Soon enough, evading surveillance will be nearly impossible, whether you’re online or walking in the woods. Big Brother meets Big Data.

What We Put Up With

The sky was new. It was a thick, uniform, misty grey, but I was told there were no clouds up there. I’d never seen this before, and was skeptical. How could this be? It was the humidity, I was told. It got like that around here on hot summer days.

The year was 1970; I was 17, part of a high school exchange program that had taken me and a fair number of my friends to the Trenton-Belleviille area of southern Ontario. We’d been squired about in buses for days, shuffling through various museums and historical sights, sometimes bored, sometimes behaving badly (my buddy Ken, blowing a spliff in the washroom cubicle at the back of the bus, would surely be considered bad form), sometimes, not often, left to our own devices. On this day we’d been driven to the sandy shores of Lake Ontario, where what was shockingly, appallingly new, much newer than the leaden sky, was out there in the shallow water.

Small signs were attached to stakes standing in the water, just offshore. They read, “Fish for Fun.”

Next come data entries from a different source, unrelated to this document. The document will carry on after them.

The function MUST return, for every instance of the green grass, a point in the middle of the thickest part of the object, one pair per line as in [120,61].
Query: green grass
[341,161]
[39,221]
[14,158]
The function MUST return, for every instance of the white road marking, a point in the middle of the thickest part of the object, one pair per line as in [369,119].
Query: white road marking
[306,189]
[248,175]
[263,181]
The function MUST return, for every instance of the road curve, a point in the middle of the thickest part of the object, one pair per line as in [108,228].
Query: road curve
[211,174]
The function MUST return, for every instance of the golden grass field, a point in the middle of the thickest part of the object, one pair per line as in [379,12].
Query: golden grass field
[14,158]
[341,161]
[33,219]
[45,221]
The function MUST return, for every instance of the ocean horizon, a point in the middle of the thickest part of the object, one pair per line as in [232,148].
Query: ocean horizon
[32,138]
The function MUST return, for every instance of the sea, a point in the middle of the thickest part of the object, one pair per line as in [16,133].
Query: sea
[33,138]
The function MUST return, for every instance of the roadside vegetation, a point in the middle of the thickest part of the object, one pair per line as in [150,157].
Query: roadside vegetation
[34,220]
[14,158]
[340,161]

I couldn’t believe it. How could this be allowed to happen? How could people put up with this? As a kid from a small town in northern Alberta, I’d never seen anything like it.

It was a kind of accelerated future shock, as if I had been suddenly propelled forward in time to a new, meta-industrialized world where this was the accepted reality. In this cowardly new world, lakes would be so polluted that eating fish caught in them was unsafe (at 17, I’d caught my share of fish, and always eaten them), and this was how people dealt with the problem. With a lame attempt at cheery acquiescence.

When I think about it, my 17-year-old self would have had a great deal of trouble believing numerous of the realities that we live with today. Setting aside all the literally incredible changes wrought by the digital revolution—where we walk around with tiny computers in our hand, able to instantly send and/or receive information from anywhere in the world—here are a few more mundane examples of contemporary realities that would have had me shaking my teenage head in utter disbelief:

  • Americans buy more than 200 bottles of water per person every year, spending more than $20 billion in the process.
  • People everywhere scoop up their dog’s excrement, deposit it into small plastic bags that they then carry with them to the nearest garbage receptacle. (Here’s a related—and very telling—factoid, first pointed out to me in a top-drawer piece by New York Times Columnist David Brooks: there are now more American homes with dogs than there are homes with children.)
  • On any given night in Canada, some 30,000 people are homeless. One in 50 of them is a child.

There are more examples I could give of current actualities my teen incarnation would scarcely have believed, but, to backtrack for a moment in the interests of fairness, pollution levels in Lake Ontario are in fact lower today than they were in 1970, although the lake can hardly be considered pristine. As the redoubtable Elizabeth May, head of Canada’s Green Party, points out in a recent statement, many of the worst environmental problems of the 70s have been effectively dealt with—toxic pesticides, acid rain, depletion of the ozone layer—but only because worthy activists like her fought long and hard for those solutions.

jronaldlee photo
jronaldlee photo

The fact is that we are a remarkably adaptable species, able to adjust to all manner of hardships, injustice and environmental degradation, so long as those changes come about slowly, and we are given to believe there’s not much we as individuals can do about it. Never has the metaphor of the frog in the slowly heating pot of water been more apropos than it is to the prospect of man-made climate change, for instance.

It’s not the cataclysmic changes that are going to get us. It’s the incremental ones.